Once you've got to the point where your most competent staff and the managers closest to the work are satisfied that all staff know the advice and that following it closely won't adversely affect getting the job done, start introducing the first two rules: every deviation should be discussed with relevant colleagues, particularly those who may have to clean up the mess if it goes wrong; and every deviation should be documented. The documentation should cover why the deviation is being made, exactly how you'll be deviating from the (current) advice and why you're confident this is sensible (or, at least, more so than the alternatives). This documentation should be systematically collected, saved for future reference and periodically reviewed: it is the raw material that's going to guide the evolution of your processes.
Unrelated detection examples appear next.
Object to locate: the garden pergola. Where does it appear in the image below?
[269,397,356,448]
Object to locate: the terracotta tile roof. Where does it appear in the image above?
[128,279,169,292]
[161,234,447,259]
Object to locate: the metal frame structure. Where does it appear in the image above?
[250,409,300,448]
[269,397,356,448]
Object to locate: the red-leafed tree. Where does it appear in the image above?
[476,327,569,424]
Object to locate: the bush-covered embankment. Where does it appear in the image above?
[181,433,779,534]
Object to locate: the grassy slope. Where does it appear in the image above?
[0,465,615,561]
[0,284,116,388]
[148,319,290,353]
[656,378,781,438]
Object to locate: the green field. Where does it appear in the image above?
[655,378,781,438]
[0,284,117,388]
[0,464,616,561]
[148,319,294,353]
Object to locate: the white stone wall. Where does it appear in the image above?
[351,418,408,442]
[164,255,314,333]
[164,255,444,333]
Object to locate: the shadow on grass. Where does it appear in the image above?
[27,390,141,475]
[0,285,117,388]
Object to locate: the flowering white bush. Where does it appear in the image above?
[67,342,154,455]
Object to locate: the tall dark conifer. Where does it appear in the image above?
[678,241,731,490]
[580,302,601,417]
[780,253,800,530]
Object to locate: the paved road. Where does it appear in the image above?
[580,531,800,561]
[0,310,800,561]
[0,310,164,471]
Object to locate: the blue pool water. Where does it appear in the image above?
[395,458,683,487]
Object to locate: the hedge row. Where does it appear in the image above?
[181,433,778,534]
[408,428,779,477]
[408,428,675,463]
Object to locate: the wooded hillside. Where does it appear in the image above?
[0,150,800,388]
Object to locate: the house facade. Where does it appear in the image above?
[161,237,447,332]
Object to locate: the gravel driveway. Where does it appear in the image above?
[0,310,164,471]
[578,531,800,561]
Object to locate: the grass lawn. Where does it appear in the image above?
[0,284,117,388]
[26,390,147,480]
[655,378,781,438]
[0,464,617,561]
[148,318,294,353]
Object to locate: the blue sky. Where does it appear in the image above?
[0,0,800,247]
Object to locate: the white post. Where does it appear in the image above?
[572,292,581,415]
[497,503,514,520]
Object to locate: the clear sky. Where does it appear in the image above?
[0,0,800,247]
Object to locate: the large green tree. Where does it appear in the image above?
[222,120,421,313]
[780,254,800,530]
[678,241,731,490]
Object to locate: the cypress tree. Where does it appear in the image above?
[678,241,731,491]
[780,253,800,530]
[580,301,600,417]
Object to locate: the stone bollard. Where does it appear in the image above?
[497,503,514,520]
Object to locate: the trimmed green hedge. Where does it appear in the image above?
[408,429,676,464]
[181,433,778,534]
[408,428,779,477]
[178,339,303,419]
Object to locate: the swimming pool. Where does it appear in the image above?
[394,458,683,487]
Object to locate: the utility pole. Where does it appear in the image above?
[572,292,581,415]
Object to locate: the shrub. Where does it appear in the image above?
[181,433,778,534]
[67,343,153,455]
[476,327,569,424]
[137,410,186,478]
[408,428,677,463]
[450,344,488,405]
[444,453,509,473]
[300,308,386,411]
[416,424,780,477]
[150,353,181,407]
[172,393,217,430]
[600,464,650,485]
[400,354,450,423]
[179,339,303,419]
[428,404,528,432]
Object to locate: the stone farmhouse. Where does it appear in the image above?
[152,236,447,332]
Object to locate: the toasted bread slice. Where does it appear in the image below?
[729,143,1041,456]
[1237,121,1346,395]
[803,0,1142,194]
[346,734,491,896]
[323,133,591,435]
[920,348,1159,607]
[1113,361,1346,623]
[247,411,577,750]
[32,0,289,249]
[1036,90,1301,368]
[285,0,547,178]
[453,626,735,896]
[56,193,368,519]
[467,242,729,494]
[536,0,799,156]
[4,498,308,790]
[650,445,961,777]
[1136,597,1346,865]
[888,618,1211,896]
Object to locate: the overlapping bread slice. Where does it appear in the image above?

After a few years, your staff shall be treating the advice as rules: not because it is set in stone that they must, not because someone's threatening them with disciplinary action if they don't, not because they'll be paid more if they do – indeed, make sure none of those things apply, or they'll get in the way of getting your staff on board – but because following the process shall be the quickest and least stressful way to get their job done. It'll also be safer, cheaper and more productive than the way you used to do it, it'll produce better results and your staff shall like their jobs better (as long as you paid attention to what your HR department and managers learned from applying the process to their activities).
This path can lead to an ISO 9000-family certification, or some similar independently audited seal of approval of your quality processes: that may even make it easier to win some customers, but it should not be your primary goal. What matters is making your business better at doing its job.